Otros autores han visto en el narcisismo el ansia por un mundo cualitativamente diferente. Norman

O. Brown se refería a su proyecto de "unión amorosa con el mundo"; la feminista Stephanie Engel ha argumentado que "la llamada al recuerdo de la dicha narcisista original nos empuja a un sueño de futuro". Marcuse veía el narcisismo como un elemento esencial del pensamiento utópico, una estructura mítica que celebra y anhela la plenitud. La Sociedad Psicológica ofrece, por supuesto, todo tipo de comodidades (desde ropa y coches hasta libros y terapias) para cada estilo de vida, en 18 un esfuerzo vano por mitigar el apetito dominante de autenticidad. Debord afirmaba acertadamente que cuanto más cedamos al reconocimiento de nuestro yo en las imágenes predominantes de las necesidades, menos entenderemos nuestra propia existencia y nuestros deseos. Las imágenes que la sociedad nos proporciona no nos permiten sentirnos reconfortados como parte de esa sociedad, en su lugar nos invade una furibunda y ansiosa sensación de desorientación y negación, que convierte el ‘narcisismo’ en una configuración subversiva del sufrimiento.

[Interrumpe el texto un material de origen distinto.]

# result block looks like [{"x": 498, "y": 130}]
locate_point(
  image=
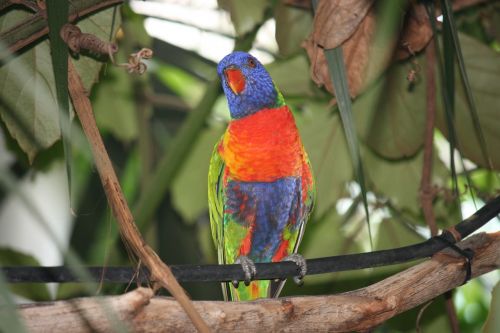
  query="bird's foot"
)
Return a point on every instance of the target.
[
  {"x": 248, "y": 267},
  {"x": 301, "y": 262}
]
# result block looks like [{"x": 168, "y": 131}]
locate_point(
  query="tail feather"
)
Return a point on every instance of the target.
[{"x": 256, "y": 289}]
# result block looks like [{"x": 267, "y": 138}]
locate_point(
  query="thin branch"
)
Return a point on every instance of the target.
[
  {"x": 357, "y": 310},
  {"x": 128, "y": 230}
]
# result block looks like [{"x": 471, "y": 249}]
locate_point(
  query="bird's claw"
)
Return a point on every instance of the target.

Hace dos siglos, Schiller hablaba de la "herida" que la civilización ha infligido a la humanidad moderna: la división del trabajo. Al anunciar la era del "hombre psicológico", Philip Rieff distinguía una cultura "donde la técnica está invadiendo y conquistando al último enemigo: la vida interior humana, la misma psique". En la cultura de nuestra era burocrática e industrial, el delegar en expertos para que interpreten y evalúen la vida interior es el logro más maligno y opresor de la división del trabajo. Conforme nos hemos ido alienando de nuestras propias experiencias, que son procesadas, estandarizadas, etiquetadas y sujetas a un control jerárquico, surge la tecnología como el poder oculto tras nuestra miseria y como la principal forma de dominación ideológica.

De hecho, la tecnología ha llegado a reemplazar a la ideología. La fuerza que nos deforma se manifiesta constantemente, mientras que las ilusiones son expulsadas mediante el sufrimiento.

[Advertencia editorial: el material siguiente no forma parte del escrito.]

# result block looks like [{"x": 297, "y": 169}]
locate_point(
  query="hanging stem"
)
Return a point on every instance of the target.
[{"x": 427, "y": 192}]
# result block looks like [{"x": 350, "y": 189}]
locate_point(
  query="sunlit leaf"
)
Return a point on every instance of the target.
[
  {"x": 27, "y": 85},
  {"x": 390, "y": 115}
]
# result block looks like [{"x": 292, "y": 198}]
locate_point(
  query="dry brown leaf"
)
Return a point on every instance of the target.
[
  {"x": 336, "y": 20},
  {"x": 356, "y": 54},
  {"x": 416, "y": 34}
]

Lasch y otros pueden ofenderse e intentar ignorar la naturaleza exigente del espíritu ‘psicológico’ contemporáneo, pero para muchos está cobrando importancia, aun cuando el resultado sea igual de confuso.

Así la Sociedad Psicológica puede estar fallando al desviar, o incluso demorar, el conflicto mediante su pregunta favorita, "¿puede uno cambiar?". La pregunta real es si podemos obligar a cambiar al "mundo que refuerza nuestra incapacidad para cambiar", hasta que resulte irreconocible.